Pony in the Pile


This week’s Interact 2008 conferencemad men 2.png — all things interactive media — began upbeat enough, with Ted Leonsis‘s inspirational keynote signaling an ‘anything’s possible, mix-and-mashup’ world of opportunity where entrepreneurs can offer (and perhaps find) fulfillment by providing one of the five keys to self-actualization: relationships, community, self-expression, giving back, or pursuing a higher calling.

But then, the sky began to darken.

With each successive speaker and panel, the mood turned increasingly somber, until by the end of the afternoon — terrabanged by the announcement of the failed bailout and a Dow plummeting 777 points — somber turned to sober . . . and the ad/marketing audience lit out to quench the condition at Happy Hour.

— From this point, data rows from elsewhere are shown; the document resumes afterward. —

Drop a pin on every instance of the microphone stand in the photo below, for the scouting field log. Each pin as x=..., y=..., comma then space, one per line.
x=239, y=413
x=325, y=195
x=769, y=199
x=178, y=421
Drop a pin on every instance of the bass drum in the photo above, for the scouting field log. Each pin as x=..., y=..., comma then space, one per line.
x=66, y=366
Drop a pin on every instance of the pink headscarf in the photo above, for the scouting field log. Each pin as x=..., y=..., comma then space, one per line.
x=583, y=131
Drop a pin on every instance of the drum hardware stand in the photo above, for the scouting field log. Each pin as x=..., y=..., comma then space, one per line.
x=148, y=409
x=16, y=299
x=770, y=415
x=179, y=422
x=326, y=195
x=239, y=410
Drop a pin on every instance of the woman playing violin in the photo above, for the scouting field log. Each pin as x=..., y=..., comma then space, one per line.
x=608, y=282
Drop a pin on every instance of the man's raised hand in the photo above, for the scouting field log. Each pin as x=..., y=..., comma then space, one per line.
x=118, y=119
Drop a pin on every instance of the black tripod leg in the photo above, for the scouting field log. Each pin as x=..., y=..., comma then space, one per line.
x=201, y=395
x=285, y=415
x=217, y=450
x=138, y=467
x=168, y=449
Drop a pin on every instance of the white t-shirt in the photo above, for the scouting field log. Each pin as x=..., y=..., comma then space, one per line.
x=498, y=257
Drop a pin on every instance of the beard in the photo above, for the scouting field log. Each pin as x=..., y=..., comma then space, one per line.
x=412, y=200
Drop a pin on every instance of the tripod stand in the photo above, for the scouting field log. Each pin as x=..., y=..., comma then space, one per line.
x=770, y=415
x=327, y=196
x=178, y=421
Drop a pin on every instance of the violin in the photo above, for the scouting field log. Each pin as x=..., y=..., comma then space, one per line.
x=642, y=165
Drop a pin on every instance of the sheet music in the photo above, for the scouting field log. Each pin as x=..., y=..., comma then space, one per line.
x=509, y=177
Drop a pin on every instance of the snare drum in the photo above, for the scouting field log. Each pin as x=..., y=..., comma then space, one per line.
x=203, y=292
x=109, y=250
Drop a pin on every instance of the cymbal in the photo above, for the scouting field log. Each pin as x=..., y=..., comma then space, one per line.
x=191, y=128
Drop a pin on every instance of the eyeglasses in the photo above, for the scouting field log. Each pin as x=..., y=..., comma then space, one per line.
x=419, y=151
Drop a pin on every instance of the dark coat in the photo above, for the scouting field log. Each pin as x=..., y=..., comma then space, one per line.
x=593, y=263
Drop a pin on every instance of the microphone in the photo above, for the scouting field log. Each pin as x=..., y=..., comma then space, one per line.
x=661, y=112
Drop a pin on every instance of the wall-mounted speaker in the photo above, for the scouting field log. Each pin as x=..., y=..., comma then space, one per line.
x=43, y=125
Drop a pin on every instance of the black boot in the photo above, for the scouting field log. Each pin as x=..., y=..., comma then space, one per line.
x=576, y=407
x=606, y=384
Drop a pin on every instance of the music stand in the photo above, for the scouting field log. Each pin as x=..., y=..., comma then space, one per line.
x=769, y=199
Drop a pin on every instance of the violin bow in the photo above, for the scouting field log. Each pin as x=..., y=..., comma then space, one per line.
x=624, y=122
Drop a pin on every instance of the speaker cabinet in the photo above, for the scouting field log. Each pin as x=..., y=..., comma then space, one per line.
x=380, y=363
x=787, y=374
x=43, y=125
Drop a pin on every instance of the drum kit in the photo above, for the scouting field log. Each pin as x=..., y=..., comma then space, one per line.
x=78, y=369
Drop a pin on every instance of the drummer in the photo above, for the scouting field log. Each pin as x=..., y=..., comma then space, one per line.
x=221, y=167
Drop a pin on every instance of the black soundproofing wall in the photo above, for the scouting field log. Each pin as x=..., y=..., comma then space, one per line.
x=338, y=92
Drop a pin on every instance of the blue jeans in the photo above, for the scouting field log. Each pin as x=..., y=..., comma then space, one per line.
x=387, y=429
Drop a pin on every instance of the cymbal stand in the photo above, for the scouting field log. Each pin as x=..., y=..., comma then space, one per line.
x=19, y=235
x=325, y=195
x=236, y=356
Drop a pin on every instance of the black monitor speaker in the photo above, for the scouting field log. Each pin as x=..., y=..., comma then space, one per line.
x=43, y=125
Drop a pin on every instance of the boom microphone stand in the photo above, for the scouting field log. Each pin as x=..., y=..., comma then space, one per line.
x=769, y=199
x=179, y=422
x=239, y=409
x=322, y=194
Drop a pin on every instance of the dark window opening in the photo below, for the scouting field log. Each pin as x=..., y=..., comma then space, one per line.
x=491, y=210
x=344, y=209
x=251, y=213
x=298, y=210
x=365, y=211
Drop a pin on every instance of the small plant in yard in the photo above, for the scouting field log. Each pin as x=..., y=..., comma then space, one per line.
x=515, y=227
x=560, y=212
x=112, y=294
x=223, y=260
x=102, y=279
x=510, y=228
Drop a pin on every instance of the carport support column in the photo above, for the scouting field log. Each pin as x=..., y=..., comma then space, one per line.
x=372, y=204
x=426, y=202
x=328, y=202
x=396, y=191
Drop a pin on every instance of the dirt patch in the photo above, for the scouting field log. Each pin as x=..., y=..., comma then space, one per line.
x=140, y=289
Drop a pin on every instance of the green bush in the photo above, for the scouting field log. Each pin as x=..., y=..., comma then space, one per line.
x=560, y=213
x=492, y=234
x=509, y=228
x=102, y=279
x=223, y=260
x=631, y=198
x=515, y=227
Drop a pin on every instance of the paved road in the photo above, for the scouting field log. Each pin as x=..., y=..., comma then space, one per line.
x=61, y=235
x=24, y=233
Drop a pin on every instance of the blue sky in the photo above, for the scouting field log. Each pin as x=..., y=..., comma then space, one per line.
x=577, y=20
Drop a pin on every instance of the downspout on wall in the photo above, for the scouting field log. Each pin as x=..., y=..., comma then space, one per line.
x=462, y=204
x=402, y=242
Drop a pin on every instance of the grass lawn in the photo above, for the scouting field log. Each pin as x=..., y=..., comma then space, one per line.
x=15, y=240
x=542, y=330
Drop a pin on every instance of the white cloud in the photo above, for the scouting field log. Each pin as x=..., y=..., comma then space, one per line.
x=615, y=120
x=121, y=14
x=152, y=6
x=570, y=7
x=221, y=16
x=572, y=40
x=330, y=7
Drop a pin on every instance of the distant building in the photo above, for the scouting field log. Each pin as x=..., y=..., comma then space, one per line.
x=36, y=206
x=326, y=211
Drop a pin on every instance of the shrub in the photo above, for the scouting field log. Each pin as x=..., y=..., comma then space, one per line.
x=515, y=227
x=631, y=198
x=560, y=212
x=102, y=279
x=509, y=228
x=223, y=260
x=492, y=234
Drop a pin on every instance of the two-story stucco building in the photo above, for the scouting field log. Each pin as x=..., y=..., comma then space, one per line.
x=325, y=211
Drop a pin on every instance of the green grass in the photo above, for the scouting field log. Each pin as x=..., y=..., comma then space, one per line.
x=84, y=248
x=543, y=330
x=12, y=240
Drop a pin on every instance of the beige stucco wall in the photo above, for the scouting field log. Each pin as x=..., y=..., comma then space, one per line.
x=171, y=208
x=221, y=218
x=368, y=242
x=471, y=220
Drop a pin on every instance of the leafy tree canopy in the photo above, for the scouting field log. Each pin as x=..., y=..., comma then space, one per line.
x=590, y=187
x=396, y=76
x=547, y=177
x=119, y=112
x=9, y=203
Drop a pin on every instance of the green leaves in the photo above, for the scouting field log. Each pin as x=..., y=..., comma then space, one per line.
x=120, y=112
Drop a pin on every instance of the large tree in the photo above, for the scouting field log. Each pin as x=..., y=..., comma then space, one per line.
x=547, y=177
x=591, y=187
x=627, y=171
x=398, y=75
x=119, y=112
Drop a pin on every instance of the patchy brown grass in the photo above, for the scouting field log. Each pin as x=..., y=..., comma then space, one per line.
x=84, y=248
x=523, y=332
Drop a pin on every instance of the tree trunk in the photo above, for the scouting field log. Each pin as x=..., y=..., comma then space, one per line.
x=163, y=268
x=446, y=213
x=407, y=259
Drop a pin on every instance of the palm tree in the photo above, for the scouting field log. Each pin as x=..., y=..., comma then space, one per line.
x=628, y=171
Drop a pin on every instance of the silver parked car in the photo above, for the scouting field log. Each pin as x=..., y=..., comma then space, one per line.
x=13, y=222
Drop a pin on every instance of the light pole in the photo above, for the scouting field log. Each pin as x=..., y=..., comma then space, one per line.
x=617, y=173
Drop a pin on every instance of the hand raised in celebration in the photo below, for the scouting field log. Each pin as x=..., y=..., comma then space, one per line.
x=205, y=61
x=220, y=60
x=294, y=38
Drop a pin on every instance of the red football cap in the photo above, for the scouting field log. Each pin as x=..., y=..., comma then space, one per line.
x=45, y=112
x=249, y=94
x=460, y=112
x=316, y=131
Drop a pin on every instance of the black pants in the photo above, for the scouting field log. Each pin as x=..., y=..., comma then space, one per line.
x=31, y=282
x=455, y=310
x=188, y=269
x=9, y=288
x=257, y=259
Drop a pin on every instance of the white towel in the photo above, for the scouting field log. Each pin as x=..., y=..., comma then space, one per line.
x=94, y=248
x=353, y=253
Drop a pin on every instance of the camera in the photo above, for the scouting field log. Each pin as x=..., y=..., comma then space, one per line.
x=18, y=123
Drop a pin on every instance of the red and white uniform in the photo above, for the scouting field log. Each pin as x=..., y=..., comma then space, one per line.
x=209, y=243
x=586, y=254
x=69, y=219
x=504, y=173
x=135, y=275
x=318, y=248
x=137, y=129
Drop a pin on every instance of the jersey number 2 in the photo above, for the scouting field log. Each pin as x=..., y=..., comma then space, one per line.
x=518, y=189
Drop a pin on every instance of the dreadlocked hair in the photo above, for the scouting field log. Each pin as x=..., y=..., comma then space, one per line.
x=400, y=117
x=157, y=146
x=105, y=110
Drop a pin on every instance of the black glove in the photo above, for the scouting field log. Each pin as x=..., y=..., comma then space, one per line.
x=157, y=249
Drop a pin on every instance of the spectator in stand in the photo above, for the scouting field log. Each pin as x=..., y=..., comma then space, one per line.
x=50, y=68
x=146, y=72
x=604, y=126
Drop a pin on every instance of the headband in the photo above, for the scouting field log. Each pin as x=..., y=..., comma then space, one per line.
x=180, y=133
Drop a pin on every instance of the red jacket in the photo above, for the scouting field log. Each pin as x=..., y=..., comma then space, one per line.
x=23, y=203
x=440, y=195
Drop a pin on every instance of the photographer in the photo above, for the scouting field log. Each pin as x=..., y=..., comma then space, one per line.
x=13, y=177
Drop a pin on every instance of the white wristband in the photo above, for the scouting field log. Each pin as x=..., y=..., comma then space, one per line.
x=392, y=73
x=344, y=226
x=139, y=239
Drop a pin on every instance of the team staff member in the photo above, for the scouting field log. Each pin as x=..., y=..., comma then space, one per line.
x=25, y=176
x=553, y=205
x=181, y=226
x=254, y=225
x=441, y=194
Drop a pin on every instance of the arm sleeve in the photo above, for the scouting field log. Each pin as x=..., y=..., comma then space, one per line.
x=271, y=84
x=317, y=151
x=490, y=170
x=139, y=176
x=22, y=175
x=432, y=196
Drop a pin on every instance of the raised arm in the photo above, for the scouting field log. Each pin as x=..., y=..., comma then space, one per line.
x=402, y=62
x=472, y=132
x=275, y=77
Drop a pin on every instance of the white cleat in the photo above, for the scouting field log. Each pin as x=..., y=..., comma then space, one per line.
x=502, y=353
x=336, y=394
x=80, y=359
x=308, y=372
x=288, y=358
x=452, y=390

Actually, Leonsis foreshadowed the day’s drama with his own sobering statement: “Today, a marketing person needs to be a mathematician,” and not the English major that he was. Everyone knew exactly what he meant, of course. It’s about metrics, and testing, and deliverables that can be measured — a theme echoed several times during the day. Google VP of Search Product and UX Marissa Mayer talked about nuanced A/B testing, where reducing spacing a single pixel-width — or bathing paid search in a field of yellow rather than blue — resulted in 20% to 40% more click-throughs. Launchbox Digital‘s Sean Greene had asked the panel he was moderating on ‘The Evolution of Advertising Models’ what the near-term effects of the dismal economy would be on ad spending, and the unanimous response was “a shift to what’s measureable” (hopefully, social ads in search of the elusive ‘engage’ metric won’t be left twisting in the wind).

You could almost feel the room heave a collective sigh: “We know, we know — we need to bone up on this technical widgified social media stuff.”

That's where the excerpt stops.